EVANGELICAL WOMEN IN EARLY 1800; ELLEN CRAFT P/153

                                                                  Read Part One HERE


In this post I will continue to look at a woman named Ellen Craft. She lived from 1826 - 1891. Soon after the Crafts arrived in the North, having travelled all the way from Macon, abolitionists such as William Lloyd Garrison encouraged them to recount their escape in public lectures to abolitionist circles in New England. They moved to the well-established free black community in the north side of Beacon Hill in Boston, where they were married in a Christian ceremony. 
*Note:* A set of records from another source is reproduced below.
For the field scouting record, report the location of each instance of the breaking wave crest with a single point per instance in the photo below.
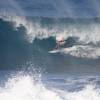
(85, 30)
(24, 87)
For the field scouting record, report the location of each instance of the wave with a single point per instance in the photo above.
(81, 51)
(87, 30)
(23, 87)
(81, 35)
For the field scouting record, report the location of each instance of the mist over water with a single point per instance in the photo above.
(29, 30)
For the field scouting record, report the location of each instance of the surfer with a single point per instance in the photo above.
(60, 41)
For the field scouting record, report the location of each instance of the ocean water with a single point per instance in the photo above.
(28, 32)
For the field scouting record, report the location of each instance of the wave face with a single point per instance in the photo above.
(29, 39)
(25, 43)
(52, 8)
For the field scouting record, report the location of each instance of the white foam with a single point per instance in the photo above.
(85, 33)
(25, 88)
(81, 51)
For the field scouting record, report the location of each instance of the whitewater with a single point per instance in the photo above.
(28, 71)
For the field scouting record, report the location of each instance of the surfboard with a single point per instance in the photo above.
(61, 50)
(56, 50)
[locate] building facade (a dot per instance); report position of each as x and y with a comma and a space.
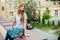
10, 6
54, 7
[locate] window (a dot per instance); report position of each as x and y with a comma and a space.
14, 5
10, 5
56, 12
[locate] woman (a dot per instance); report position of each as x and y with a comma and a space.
20, 18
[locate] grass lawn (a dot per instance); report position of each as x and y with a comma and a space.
45, 27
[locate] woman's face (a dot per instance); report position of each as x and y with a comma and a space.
22, 7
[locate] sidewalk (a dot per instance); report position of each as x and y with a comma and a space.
33, 34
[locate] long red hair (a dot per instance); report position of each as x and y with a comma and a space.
21, 12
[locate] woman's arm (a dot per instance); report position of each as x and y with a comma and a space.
13, 22
25, 22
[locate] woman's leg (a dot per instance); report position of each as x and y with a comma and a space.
7, 37
23, 33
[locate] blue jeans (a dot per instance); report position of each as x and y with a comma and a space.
8, 37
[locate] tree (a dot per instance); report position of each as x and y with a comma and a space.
30, 5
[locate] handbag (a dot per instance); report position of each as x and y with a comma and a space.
15, 32
29, 26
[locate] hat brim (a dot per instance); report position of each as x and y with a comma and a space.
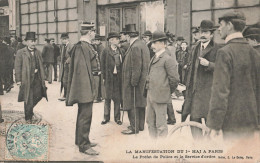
160, 39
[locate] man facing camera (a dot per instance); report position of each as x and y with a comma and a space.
162, 80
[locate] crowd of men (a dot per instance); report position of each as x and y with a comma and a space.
140, 76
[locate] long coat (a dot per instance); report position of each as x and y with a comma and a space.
23, 71
233, 104
48, 53
135, 68
80, 80
199, 81
108, 65
163, 78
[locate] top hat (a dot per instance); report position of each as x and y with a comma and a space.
131, 30
87, 26
64, 35
206, 25
113, 34
180, 38
30, 36
158, 36
233, 15
123, 31
147, 33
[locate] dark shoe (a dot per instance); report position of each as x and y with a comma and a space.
93, 144
104, 122
119, 122
89, 151
179, 111
171, 123
129, 132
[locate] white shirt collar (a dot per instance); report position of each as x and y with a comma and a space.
233, 36
85, 39
205, 44
133, 40
159, 52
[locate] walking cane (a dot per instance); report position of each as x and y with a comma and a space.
135, 111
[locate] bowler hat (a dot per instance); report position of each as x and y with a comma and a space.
158, 36
206, 25
30, 36
113, 34
180, 38
87, 26
147, 33
131, 30
64, 35
233, 16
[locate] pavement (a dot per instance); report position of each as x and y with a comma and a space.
112, 145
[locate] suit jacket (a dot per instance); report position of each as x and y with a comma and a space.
233, 104
135, 67
162, 78
23, 73
48, 53
199, 81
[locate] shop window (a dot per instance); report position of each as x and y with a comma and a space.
224, 3
62, 27
25, 19
62, 15
62, 4
51, 4
24, 8
42, 6
197, 17
33, 7
42, 28
51, 27
33, 18
72, 14
73, 26
201, 4
248, 2
114, 20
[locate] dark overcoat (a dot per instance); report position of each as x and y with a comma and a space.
80, 80
135, 68
48, 53
199, 81
23, 71
233, 104
162, 79
108, 65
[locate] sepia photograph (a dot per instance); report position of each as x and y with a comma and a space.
130, 81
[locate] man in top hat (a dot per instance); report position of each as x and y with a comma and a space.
162, 80
112, 59
56, 55
48, 59
81, 86
98, 77
200, 76
147, 39
235, 97
29, 76
124, 44
65, 48
135, 67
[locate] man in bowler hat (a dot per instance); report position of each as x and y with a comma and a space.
162, 80
235, 97
135, 67
81, 86
29, 76
200, 76
112, 59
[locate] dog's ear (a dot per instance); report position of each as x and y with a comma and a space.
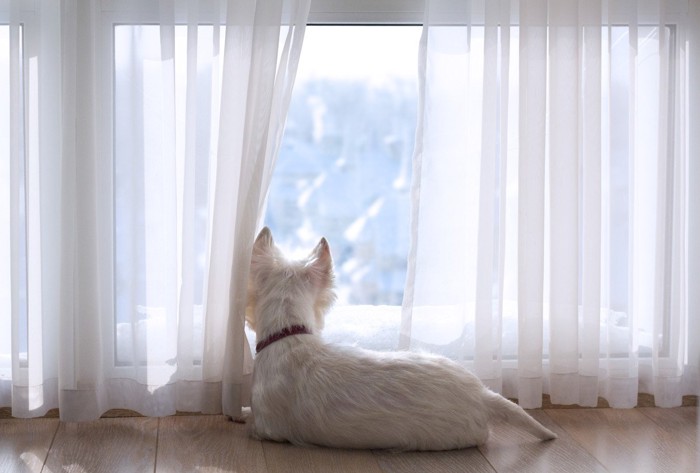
320, 270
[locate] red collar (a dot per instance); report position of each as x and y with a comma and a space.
284, 333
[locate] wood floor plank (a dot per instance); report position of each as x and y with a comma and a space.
207, 444
511, 449
283, 457
24, 444
114, 445
627, 440
468, 460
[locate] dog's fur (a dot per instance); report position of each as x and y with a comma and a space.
310, 393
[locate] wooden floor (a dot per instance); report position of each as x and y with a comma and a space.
633, 440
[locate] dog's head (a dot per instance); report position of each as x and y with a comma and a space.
279, 288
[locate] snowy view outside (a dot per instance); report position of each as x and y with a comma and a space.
344, 168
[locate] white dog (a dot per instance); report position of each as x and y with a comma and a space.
310, 393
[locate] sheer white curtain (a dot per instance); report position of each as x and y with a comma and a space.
140, 141
551, 198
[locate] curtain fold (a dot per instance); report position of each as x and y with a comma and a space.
551, 199
143, 139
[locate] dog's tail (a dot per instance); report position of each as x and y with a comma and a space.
502, 408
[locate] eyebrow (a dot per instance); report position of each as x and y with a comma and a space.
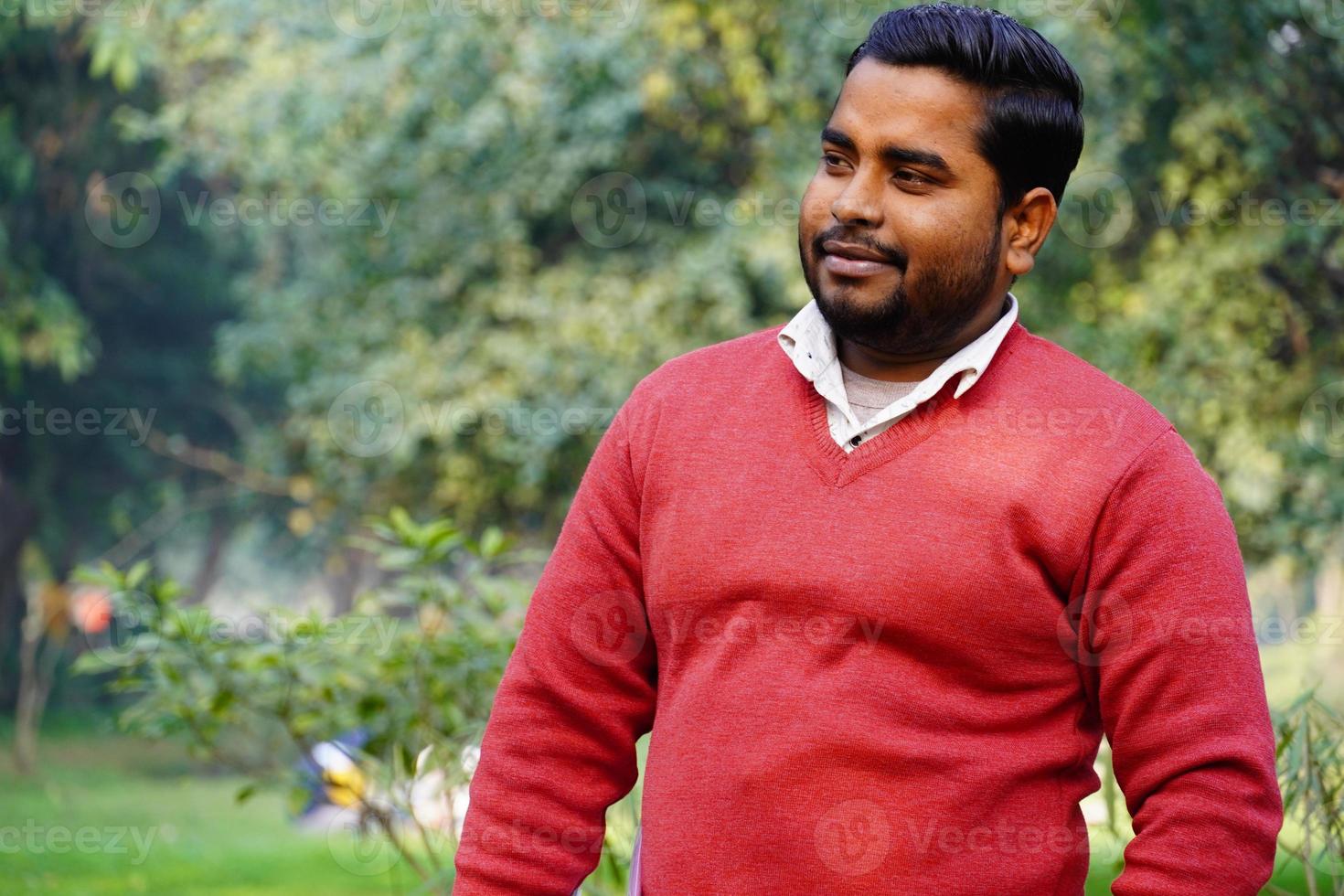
891, 154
During the next two years, Ellen and her husband made numerous public appearances to recount their escape and speak against slavery. Because society generally disapproved of women speaking to public audiences of mixed gender at the time, Ellen typically stood on the stage while William told their story.  However, an article of 27 April 1849, in the abolitionist paper, the Liberator, reported her speaking to an audience of 800-900 people in Newburyport, Massachusetts.

In 1850, Congress passed the Fugitive Slave Act, which increased penalties for aiding fugitive slaves and required residents and law enforcement of free states to co-operate in capturing and returning formerly enslaved people to their owners. A month after the new law took effect Collins sent two bounty hunters to Boston to capture Ellen and her husband. These two men then travelled to Boston where they were met with resistance on the part of both black and white Bostonians. Abolitionists in Boston had formed the bi-racial Boston Vigilance Committee to resist the new Slave Bill; its members protected the Craft by moving them around various "safe houses", until they could leave the country.